Le indicazioni erano chiare. Descrisse nel suo linguaggio, quello dei mastri muratori, la mia seconda soluzione. La traduzione è sotto i vostri occhi, anche se la realizzazione ha lasciato un po’ a desiderare. Date le esigue risorse finanziare a disposizione dell’Impresa appaltatrice (!), trascurarono la realizzazione, sui conci a vista, della cosiddetta “ubbia”, cioè la curvatura di intradosso che viene fatta ad ogni concio. Per cui le volte ad una vista più attenta si presentano un pò, diciamo così, “spigolose”. Conservo gelosamente il disegno costruttivo di quelle volte, e mi inorgoglisco quando il porticato diviene luogo di mostre e incontri culturali. È diventato, non certo per merito mio, uno spazio all’aperto carico di cultura e apparentemente pieno di storia. Ogni volta che ritorno a Sava vado a fare un giro sotto le “mie volte” per controllare se stanno ancora in piedi (!) e registrare la qualità dell’invecchiamento della pietra che li rende sempre più parte del territorio. Per me non è solo un manufatto architettonico, ma una parte della cultura del popolo che spero io abbia contribuito a conservare e divulgare.

 La fine di questa storia ha però, per me, un risvolto un pò amaro. Ho studiato architettura per passione, non certo per arricchirmi, e continuo a fare questo mestiere per lo stesso motivo.

In questo contesto i riconoscimenti pubblici, come anche quelli privati, valgono più di quelli prettamente economici. Dopo qualche mese dall’inizio dei lavori il mio nome scomparve dal cartello di cantiere.

Così come sparì dall’elenco delle persone che avevano partecipato alla realizzazione del porticato che il sindaco Maggi ringraziò il giorno dell’inaugurazione.
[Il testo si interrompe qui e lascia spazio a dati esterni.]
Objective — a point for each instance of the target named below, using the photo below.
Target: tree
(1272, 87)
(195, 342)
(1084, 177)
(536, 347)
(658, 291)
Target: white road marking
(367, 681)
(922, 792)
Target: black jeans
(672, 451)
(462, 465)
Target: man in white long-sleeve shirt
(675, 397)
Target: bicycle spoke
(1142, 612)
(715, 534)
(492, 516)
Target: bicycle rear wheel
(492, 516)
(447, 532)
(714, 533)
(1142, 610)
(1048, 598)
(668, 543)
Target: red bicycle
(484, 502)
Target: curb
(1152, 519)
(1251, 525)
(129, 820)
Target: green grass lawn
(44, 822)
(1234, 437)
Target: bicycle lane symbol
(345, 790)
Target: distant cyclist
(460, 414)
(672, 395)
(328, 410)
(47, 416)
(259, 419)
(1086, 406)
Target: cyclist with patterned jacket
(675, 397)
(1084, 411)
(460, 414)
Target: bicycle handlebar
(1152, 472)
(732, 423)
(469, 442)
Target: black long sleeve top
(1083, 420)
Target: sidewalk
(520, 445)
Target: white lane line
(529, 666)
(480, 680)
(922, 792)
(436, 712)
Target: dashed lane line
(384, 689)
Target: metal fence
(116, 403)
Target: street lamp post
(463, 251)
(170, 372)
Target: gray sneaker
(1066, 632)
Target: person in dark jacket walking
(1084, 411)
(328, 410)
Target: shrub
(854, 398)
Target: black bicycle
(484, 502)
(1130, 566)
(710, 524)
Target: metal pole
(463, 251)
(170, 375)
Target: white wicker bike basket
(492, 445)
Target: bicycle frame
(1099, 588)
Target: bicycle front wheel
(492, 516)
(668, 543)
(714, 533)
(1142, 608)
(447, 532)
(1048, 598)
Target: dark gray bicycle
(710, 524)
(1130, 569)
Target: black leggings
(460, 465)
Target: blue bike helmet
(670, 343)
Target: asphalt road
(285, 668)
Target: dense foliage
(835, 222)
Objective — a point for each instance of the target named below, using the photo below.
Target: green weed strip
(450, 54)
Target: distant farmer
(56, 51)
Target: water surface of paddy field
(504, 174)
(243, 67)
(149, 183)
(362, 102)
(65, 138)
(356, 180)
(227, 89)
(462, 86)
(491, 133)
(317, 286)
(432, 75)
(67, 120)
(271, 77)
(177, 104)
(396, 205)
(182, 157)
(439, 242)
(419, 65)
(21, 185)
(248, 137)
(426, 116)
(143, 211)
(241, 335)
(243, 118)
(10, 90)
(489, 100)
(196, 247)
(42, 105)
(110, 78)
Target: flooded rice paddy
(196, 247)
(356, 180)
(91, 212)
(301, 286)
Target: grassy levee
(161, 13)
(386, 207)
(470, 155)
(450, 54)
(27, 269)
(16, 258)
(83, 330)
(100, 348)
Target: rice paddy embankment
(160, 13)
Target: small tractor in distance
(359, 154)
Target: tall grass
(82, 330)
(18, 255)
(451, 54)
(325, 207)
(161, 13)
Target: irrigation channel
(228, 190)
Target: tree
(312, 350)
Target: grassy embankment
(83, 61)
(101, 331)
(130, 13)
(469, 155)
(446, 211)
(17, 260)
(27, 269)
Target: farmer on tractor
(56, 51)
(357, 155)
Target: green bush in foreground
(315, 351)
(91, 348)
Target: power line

Forse non era stato mai scritto. Non essere presente nel territorio comporta anche questi risvolti.

Non ho rancori, ma al momento provai una grande tristezza. L’invito per l’evento lo ricevetti, e con grande trepidazione partii da Roma per assistervi e magari intervenire descrivendo ciò che ho scritto nelle righe di questo articolo. Ma fu una giornata amara: venni completamente ignorato, come anche mestru Peppu.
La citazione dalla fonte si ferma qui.